La familia Evans, por el amor de Dios…, es una de las familias más poderosas de la capital.
Los Bennetts no se les acercan ni de lejos.
Solo de pensar que Clara se casaría con un miembro de la familia Evans, a Rachel Bennett le daban náuseas, como si se hubiera tragado algo asqueroso.
No pudo evitar pensar que, una vez más, ¡una oportunidad de oro se le había escapado de entre los dedos!
Comparado con la familia Evans, ese idiota de Julian Carter no era nada.
Ni siquiera estaba en la misma liga que Nicolás.
No le llegaba ni a la suela del zapato.
De verdad.
Simplemente no era justo.
Cuanto más pensaba Rachel en ello, más enfadada y desesperada se sentía.
—¿Rachel?
¿Qué haces aquí?
Todavía te estás recuperando.
No deberías estar deambulando así —dijo Vivian al acercarse, viendo a Rachel completamente ausente.
Estaba claramente preocupada.
De vuelta en la habitación, Vivian le preguntó qué pasaba.
—Mamá…
Acabo de ver a Clara.
—¿Por qué la mencionas?
Tú eres mi hija, no ella.
—No lo decía en ese sentido.
Lo que digo es…
que su prometido, Nicolás, se ha recuperado.

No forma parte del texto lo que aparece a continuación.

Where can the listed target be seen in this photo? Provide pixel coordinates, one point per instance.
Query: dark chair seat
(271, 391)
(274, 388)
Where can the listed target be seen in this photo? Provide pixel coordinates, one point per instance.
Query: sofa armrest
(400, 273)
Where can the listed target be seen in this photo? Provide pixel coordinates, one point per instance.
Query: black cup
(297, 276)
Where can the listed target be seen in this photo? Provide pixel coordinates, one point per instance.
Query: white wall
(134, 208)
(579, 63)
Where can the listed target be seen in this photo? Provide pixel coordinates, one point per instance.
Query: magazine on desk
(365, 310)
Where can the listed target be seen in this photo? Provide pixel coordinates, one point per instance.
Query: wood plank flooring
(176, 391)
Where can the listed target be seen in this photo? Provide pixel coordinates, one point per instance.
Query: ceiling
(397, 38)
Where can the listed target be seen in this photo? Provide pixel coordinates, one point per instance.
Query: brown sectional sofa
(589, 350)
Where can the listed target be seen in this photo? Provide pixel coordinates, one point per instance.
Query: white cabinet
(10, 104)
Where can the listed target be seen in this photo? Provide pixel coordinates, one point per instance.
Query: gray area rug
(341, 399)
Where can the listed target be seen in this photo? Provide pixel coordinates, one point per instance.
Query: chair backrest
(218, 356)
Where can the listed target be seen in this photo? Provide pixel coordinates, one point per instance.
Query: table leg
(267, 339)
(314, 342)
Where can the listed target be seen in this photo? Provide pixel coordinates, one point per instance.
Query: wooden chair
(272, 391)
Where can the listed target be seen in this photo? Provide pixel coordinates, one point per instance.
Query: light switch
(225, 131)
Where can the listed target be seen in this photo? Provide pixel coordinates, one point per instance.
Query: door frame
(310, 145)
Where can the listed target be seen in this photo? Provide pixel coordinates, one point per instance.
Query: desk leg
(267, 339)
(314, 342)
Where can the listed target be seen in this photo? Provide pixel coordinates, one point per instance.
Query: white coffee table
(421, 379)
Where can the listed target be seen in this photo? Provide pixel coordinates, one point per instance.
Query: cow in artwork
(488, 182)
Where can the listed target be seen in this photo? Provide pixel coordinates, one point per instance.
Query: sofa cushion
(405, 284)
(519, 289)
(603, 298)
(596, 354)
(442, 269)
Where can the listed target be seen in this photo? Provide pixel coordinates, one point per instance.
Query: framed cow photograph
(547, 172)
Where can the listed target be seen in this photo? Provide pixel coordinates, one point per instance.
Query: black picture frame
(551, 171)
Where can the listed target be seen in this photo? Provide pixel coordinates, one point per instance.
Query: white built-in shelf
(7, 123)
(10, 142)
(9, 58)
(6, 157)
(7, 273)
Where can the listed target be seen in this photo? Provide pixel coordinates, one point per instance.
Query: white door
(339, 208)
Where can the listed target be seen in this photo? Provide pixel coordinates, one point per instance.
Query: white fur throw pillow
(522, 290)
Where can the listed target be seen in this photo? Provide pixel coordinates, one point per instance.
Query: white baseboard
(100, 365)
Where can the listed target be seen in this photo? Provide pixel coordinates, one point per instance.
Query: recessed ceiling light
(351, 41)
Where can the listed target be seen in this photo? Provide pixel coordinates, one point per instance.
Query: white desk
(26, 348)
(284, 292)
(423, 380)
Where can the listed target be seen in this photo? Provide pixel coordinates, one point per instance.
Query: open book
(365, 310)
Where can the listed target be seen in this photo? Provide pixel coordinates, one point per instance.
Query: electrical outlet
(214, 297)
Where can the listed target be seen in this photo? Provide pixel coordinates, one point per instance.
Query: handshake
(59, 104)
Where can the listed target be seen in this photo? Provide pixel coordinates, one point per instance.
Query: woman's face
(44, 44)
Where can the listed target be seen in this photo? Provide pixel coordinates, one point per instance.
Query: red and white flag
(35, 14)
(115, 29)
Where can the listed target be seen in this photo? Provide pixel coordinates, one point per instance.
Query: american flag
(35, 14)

¡Ahora es completamente normal!
—¿Estás segura de que no lo confundiste con otra persona?
—Imposible.
Era él.
No lo entiendo, mamá.
Solo han pasado, ¿qué, seis meses?
¿Cómo puede caminar como si nada?
Si no hubiéramos intercambiado a los prometidos en aquel entonces…
¡ahora sería mío!
¡No habría acabado con un perdedor como Julian Carter!
De repente, Rachel sintió como si alguien le hubiera robado lo que se suponía que era suyo.
—¡Exacto!
Si no los hubiéramos intercambiado, ya estaríamos emparentados con la familia Evans.
Quizá entonces los Carters no nos estarían acosando así —murmuró Vivian con la mirada perdida.
Pero ya era demasiado tarde.
Justo en ese momento, sonó el teléfono de Vivian.
—Mamá, es grave.
Matt…
se ha metido en problemas.
Pidió dinero a unos usureros y ahora han venido a buscarlo.
Papá aún no ha vuelto, ¿puedes venir a casa rápido?
Estos tipos tienen muy mala pinta —era Thomas quien llamaba.
El rostro de Vivian palideció mientras el pánico la invadía.
¿Usureros?
¿Cómo se había enredado Matt en ese lío?
¿Cuándo le había faltado dinero en casa?
—Mamá, ¿qué pasa?
—preguntó Rachel.
—Matthew está en problemas.
Ha pedido dinero prestado a la gente equivocada.
Tengo que volver ahora mismo.
Vivian corrió a casa, solo para encontrar a varios hombres de negro ya dentro.
Eran intimidantes, su presencia era casi sofocante.
Algunos incluso llevaban cuchillos en el cinturón.
—Usted debe de ser la madre de Matthew Bennett.
Pague la deuda de su hijo —exigió el hombre que los lideraba.
—¿Quiénes son ustedes?
—preguntó ella, intentando mantener la calma.
—Somos del Voto Cenizo.
Su hijo le pidió dinero prestado al señor Stone.
Se acabó el tiempo.
Venimos a cobrar.
Matthew Bennett corrió hacia Vivian, agarrándose a su pierna con voz temblorosa.
—¡Mamá!
¡Por favor!
¡Tienes que ayudarme!
¡Han dicho que si no pago hoy, me van a cortar un brazo!
Vivian contuvo su furia y se obligó a mantener la compostura.
—¿Cuánto les debe?
—Con los intereses acumulados, ahora son cuatrocientos millones.
—¡¿Qué?!
Vivian casi se desmayó en el acto.
¿Cuatrocientos millones?
Acababan de solucionar el desastre que dejó Christopher, ¿y ahora esto?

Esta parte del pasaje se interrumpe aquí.